Cuentos de invierno - El árbol de navidad - Carles Cano



-Mira qué hermoso está este árbol –me dijo Pompeyo el otro día-, parece como si supiera que ya casi es Navidad. Éste debe de ser primo hermano  de otro abeto que yo conocí.

-¿Me vas a contar la historia?

-¿Quieres?

-¡Pues claro!

<<Había una vez un árbol, un abeto, que había nacido donde nacen la mayoría de los abetos, en un país frío del norte de Europa. Era increíblemente grande y majestuoso y desplegaba sus enormes ramas en todas direcciones. 


Era tan grande porque tenía tanto, tanto frío, que había crecido más que ninguno de sus hermanos buscando un poco de sol en las alturas del espeso bosque. Pero ni aun así podía quitarse aquel terrible frío que recorrería hasta la último de sus hojitas en invierno, y en ese país los verano y las primaveras eran tan cortos…

Así que, cuando se enteró de que el dueño de unos grandes almacenes de un país del Sur lo había comprado para trasplantarlo al jardín de la puerta  principal de su tienda y decorarlo como árbol de Navidad, le entró tal alegría que le salieron brotes nuevos.


Lo transportaron con sumo cuidado en un camión gigantesco, tumbado y con una buena cantidad de tierra para que no sufriera ningún daño, y a los pocos días ya estaba plantado a la puerta de los grandes almacenes. Era divertidísimo mirar las caras e imaginar sus pensamientos, pero lo mejor de todo era que ¡no pasaba frío!

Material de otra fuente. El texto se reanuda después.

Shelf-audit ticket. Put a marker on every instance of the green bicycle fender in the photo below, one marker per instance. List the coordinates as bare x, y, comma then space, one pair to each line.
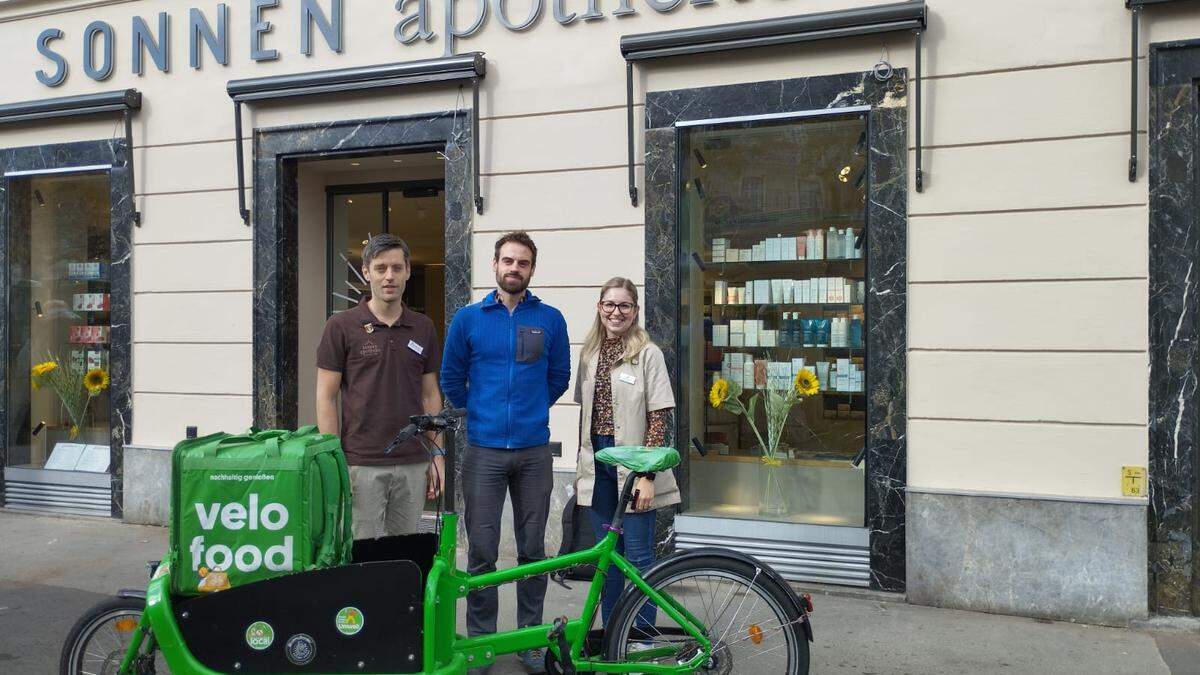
329, 544
347, 512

De todas formas, como se acercaban las Navidades, lo llenaron de adornos de arriba abajo, y esto no fue lo peor, porque al encargado de los grandes almacenes se le ocurrió la brillante idea de cubrir el abeto de nieve el día de Nochebuena. Para ello, hizo traer un camión cargado de nieve de las montañas.


¡El pobre árbol no estaba dispuesto a aguantar aquello! Había permitido que lo llenaran de lucecitas intermitentes, de bolas brillantes, de  paquetes de regalos, de figuritas de Papá Noel y ni siquiera había gritado cuando le clavaron la estrella en la coronilla, pero ¡aquello era demasiado! Había venido huyendo de los terribles fríos de su país y de las horrorosas heladas, y se negaba en redondo a pasar más frío.  Ya pensaría cómo solucionarlo.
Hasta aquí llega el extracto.